I think you mean "a class that all i have is have a java.lang.Class reference" (emphasis on missing words).

So, you'd want to do everything autoclass does, but using a class reference instead of the fqn of the class. Maybe autoclass could be refactored to do the name lookup part (https://github.com/kivy/pyjnius/blob/master/jnius/reflect.py#L220-L233), and delegate the reflection part to another function, that you could call with your class object directly if you wish so?

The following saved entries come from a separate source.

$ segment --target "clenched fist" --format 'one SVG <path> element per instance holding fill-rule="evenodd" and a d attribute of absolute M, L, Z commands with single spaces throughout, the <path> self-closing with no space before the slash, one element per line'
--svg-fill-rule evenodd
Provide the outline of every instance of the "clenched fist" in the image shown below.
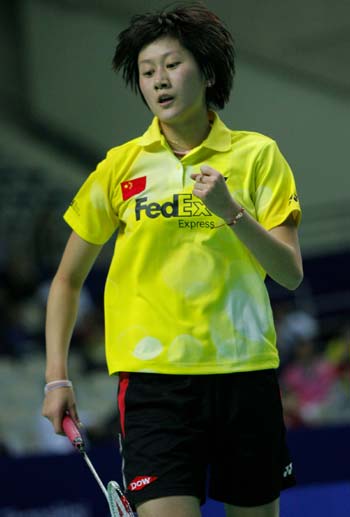
<path fill-rule="evenodd" d="M 202 165 L 201 174 L 191 174 L 191 178 L 195 180 L 193 194 L 211 212 L 226 221 L 232 220 L 240 207 L 232 198 L 224 176 L 209 165 Z"/>

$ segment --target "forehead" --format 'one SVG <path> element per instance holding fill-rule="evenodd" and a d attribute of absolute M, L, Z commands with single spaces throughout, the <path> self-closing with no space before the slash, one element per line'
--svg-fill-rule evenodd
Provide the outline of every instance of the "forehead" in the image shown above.
<path fill-rule="evenodd" d="M 188 53 L 177 38 L 171 36 L 163 36 L 148 45 L 145 45 L 139 52 L 138 63 L 147 61 L 156 61 L 170 54 Z"/>

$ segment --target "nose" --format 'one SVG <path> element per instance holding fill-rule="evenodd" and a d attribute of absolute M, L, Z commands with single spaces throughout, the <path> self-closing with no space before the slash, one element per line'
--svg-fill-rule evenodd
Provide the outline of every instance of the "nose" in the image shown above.
<path fill-rule="evenodd" d="M 169 88 L 170 82 L 165 70 L 161 69 L 157 72 L 154 77 L 154 88 L 156 90 L 162 90 L 163 88 Z"/>

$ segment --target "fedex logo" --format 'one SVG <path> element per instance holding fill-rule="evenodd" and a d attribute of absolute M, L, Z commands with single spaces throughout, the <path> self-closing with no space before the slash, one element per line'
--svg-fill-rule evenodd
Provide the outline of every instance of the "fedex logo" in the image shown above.
<path fill-rule="evenodd" d="M 136 199 L 136 221 L 141 219 L 142 212 L 151 219 L 155 219 L 160 215 L 167 218 L 212 215 L 202 201 L 193 199 L 192 194 L 174 194 L 172 201 L 166 201 L 163 204 L 156 202 L 148 203 L 147 201 L 147 197 Z"/>

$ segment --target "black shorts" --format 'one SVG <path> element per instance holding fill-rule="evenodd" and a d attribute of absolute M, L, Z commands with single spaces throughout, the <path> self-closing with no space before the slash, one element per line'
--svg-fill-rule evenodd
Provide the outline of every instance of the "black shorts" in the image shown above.
<path fill-rule="evenodd" d="M 295 484 L 275 370 L 219 375 L 121 373 L 120 448 L 127 497 L 206 492 L 260 506 Z"/>

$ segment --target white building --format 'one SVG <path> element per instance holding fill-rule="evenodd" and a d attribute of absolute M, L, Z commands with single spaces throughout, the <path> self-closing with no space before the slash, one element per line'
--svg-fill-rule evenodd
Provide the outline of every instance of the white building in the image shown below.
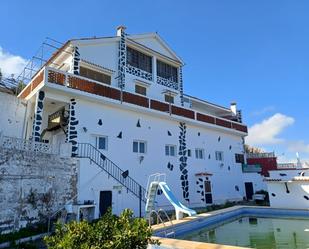
<path fill-rule="evenodd" d="M 271 207 L 308 210 L 308 168 L 274 170 L 269 173 L 265 182 Z"/>
<path fill-rule="evenodd" d="M 24 138 L 72 143 L 77 201 L 95 203 L 96 217 L 108 206 L 143 215 L 157 172 L 190 207 L 242 200 L 247 127 L 236 105 L 184 94 L 183 62 L 162 38 L 124 30 L 69 40 L 37 72 L 19 95 L 28 102 Z M 169 204 L 159 195 L 158 205 Z"/>

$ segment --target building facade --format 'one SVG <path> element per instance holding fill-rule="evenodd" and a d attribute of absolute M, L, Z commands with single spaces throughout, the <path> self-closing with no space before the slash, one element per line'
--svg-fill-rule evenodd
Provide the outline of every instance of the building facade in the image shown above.
<path fill-rule="evenodd" d="M 148 177 L 165 173 L 190 207 L 242 200 L 244 137 L 236 104 L 183 92 L 184 63 L 156 33 L 66 42 L 19 98 L 24 138 L 72 144 L 80 159 L 75 202 L 143 215 Z M 158 206 L 170 208 L 158 192 Z"/>

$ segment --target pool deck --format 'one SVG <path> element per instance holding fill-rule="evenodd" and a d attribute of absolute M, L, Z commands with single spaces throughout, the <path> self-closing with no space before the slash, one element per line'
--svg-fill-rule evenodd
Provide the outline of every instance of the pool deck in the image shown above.
<path fill-rule="evenodd" d="M 241 209 L 241 208 L 256 208 L 256 207 L 257 206 L 233 206 L 233 207 L 229 207 L 229 208 L 219 209 L 219 210 L 210 211 L 210 212 L 207 212 L 207 213 L 198 214 L 196 216 L 186 217 L 186 218 L 183 218 L 181 220 L 173 220 L 173 225 L 175 226 L 175 225 L 179 225 L 179 224 L 184 224 L 184 223 L 194 221 L 194 220 L 197 220 L 197 219 L 205 219 L 207 217 L 211 217 L 211 216 L 214 216 L 214 215 L 218 215 L 218 214 L 222 214 L 222 213 L 226 213 L 226 212 L 230 212 L 230 211 L 235 211 L 235 210 L 238 210 L 238 209 Z M 259 208 L 269 208 L 269 207 L 264 207 L 264 206 L 258 206 L 258 207 Z M 155 231 L 158 231 L 160 229 L 167 228 L 169 226 L 171 226 L 171 225 L 166 224 L 164 226 L 161 223 L 159 225 L 153 225 L 153 226 L 151 226 L 151 228 L 155 232 Z"/>
<path fill-rule="evenodd" d="M 264 206 L 233 206 L 229 208 L 224 208 L 220 210 L 215 210 L 207 213 L 198 214 L 192 217 L 186 217 L 181 220 L 173 220 L 173 226 L 179 226 L 181 224 L 189 223 L 198 219 L 207 219 L 211 216 L 220 215 L 226 212 L 236 211 L 242 208 L 265 208 L 269 209 L 270 207 Z M 159 224 L 153 225 L 152 229 L 154 232 L 159 231 L 161 229 L 166 229 L 172 226 L 171 224 Z M 239 246 L 228 246 L 228 245 L 220 245 L 220 244 L 213 244 L 213 243 L 203 243 L 203 242 L 195 242 L 195 241 L 187 241 L 187 240 L 179 240 L 179 239 L 170 239 L 170 238 L 162 238 L 162 237 L 155 237 L 154 239 L 158 239 L 161 242 L 161 245 L 166 248 L 175 248 L 175 249 L 244 249 L 247 247 L 239 247 Z"/>
<path fill-rule="evenodd" d="M 247 247 L 227 246 L 227 245 L 220 245 L 220 244 L 213 244 L 213 243 L 203 243 L 203 242 L 180 240 L 180 239 L 160 238 L 160 237 L 154 237 L 154 236 L 152 238 L 158 239 L 161 242 L 161 246 L 164 246 L 164 248 L 173 248 L 173 249 L 249 249 Z"/>

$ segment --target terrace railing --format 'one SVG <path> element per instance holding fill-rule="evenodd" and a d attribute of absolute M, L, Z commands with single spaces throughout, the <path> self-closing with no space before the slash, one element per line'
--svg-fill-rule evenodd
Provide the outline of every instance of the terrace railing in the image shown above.
<path fill-rule="evenodd" d="M 0 146 L 6 149 L 40 152 L 45 154 L 59 154 L 59 148 L 48 143 L 35 142 L 16 137 L 7 137 L 0 134 Z"/>
<path fill-rule="evenodd" d="M 30 84 L 28 84 L 20 93 L 19 97 L 24 99 L 29 98 L 32 96 L 31 94 L 33 91 L 36 91 L 44 84 L 56 84 L 70 89 L 102 96 L 104 98 L 112 99 L 113 101 L 120 101 L 120 103 L 148 108 L 161 113 L 168 113 L 175 117 L 184 117 L 189 120 L 196 120 L 216 127 L 232 129 L 243 133 L 248 132 L 247 126 L 230 119 L 213 116 L 208 113 L 201 113 L 192 108 L 168 104 L 135 93 L 122 91 L 119 88 L 102 82 L 49 67 L 42 68 L 42 70 L 32 79 Z"/>
<path fill-rule="evenodd" d="M 274 152 L 247 153 L 247 158 L 272 158 L 276 157 Z"/>

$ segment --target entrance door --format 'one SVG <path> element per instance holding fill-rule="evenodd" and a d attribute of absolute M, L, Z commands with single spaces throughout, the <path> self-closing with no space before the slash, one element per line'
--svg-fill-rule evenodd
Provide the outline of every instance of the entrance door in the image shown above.
<path fill-rule="evenodd" d="M 247 200 L 252 200 L 252 196 L 253 196 L 253 184 L 252 184 L 252 182 L 245 182 L 245 189 L 246 189 Z"/>
<path fill-rule="evenodd" d="M 204 181 L 204 190 L 205 190 L 206 204 L 212 204 L 212 193 L 211 193 L 211 182 L 210 181 Z"/>
<path fill-rule="evenodd" d="M 112 191 L 100 191 L 100 216 L 104 215 L 110 207 L 112 207 Z"/>

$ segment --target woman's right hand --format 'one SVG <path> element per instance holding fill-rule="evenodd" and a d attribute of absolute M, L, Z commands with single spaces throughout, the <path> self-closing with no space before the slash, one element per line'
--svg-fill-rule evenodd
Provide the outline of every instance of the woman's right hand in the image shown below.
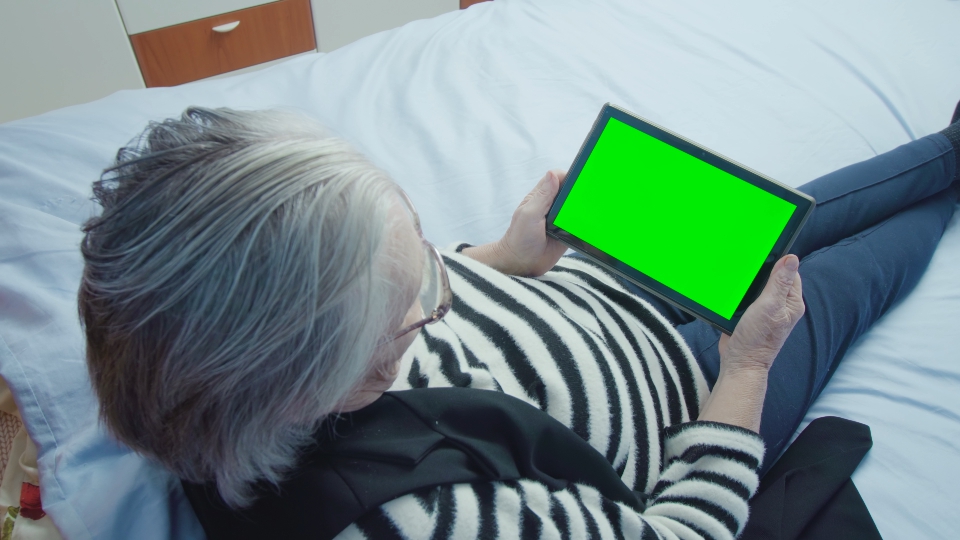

tshirtman avatar May 06 '20 15:05 tshirtman

"I'm trying to instantiate a class that I have a java.lang.Class reference to."

Yes, your proposal may work - a variant of (1). Will give a try in due course. Thanks.

cmacdonald avatar May 06 '20 16:05 cmacdonald

Cool, autoclass is quite big, so splitting it a bit won't hurt.

tshirtman avatar May 06 '20 16:05 tshirtman

I have committed my WIP to https://github.com/cmacdonald/pyjnius/tree/reflect_class_issue534

This:

  • splits autoclass() into autoclass() and reflect_class(). The former is called with a string, the latter using a Class instance.
  • convert_jobject_to_python() uses reflect_class() instead of autoclass(). This doesnt work, exhibiting a RecursionError. I cant see why, feedback appreciated. It may have something to do with the addition of getClass = JavaMethod('()Ljava/lang/Class;') to the Object impl.

For cases where the returned object is not part of the boot classpath, convert_jobject_to_python() will have to be altered to get the actual Class object, rather than JNI's FindClass. I /think/ that this could be obtained from the jobject itself - i.e. instantiate it as a Object, call getClass() then reinstantiate it using that object.

cmacdonald avatar May 24 '20 12:05 cmacdonald

took the liberty to open #539 from it to review more easily.